In its reply memorandum, Kentwood argues that Germann came to a complete stop before entering the intersection, therefore it is immaterial whether its delivery truck was blocking the stop sign. What Germann actually testified to was that she came to a "rolling stop", not a complete stop. Germann opposition, Ex. 4, p. 15, ll. 17-24. Davis testified that Germann's car was coming "full speed". Kentwood's reply, Ex. 3, p. 22, ll. 23-24.
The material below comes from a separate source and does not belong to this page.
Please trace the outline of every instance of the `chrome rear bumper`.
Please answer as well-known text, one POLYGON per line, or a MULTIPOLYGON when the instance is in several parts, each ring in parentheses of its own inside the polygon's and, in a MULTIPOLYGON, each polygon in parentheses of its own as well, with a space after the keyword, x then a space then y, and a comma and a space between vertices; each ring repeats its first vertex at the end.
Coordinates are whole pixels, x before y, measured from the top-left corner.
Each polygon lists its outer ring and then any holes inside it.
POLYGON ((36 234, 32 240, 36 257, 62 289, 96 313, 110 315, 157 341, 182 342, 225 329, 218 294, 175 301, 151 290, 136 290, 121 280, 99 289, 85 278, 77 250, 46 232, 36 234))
Westbrook filed an opposition to Kentwood's motion for summary judgment, disputing Kentwood's "factual conclusions" that the cause of the accident was that Germann's view down Royal Street was obstructed by parked cars on Royal Street. She argues that the accident was caused not by parked cars obstructing her view, but simply by her failure to see what she should have seen. She argues that Germann testified at her deposition that she did not even see Westbrook's car until after the accident occurred. See Westbrook's opposition, Ex. "2" — excerpt of Germann's deposition.
Westbrook subsequently filed a reply brief challenging Germann's opposition to Kentwood's motion, in which she argues that "[t]here is no genuine issue of material fact that Germann was the sole cause of this accident and the truck was not a cause of the accident." Westbrook reply brief, p. 2. She appears to argue that because Germann has not previously urged the defense that the truck blocked her view of the stop sign, she should not be able to defend against Westbrook's lawsuit by attempting to deflect at least some liability to Kentwood. The effect of Westbrook's reply brief is to support Kentwood's motion for summary judgment.
However, as discussed previously herein, the law provides for circumstances like this one in which there may be more than one cause in fact of an accident. It is for the trier of fact to determine whether Germann's car even slowed down before entering the intersection, and whether Kentwood's illegally parked delivery truck was a cause in fact of the accident because it blocked Germann's view of the stop sign and blocked any opportunity she might have had to maneuver her car farther to the right side of Governor Nicholls Street for a better view down Royal Street before entering the intersection. Resolving the disputed facts in favor of the nonmoving parties, the Court finds that Kentwood is not entitled to judgment as a matter of law.
Accordingly,
IT IS ORDERED that Kentwood's motion for summary judgment is DENIED.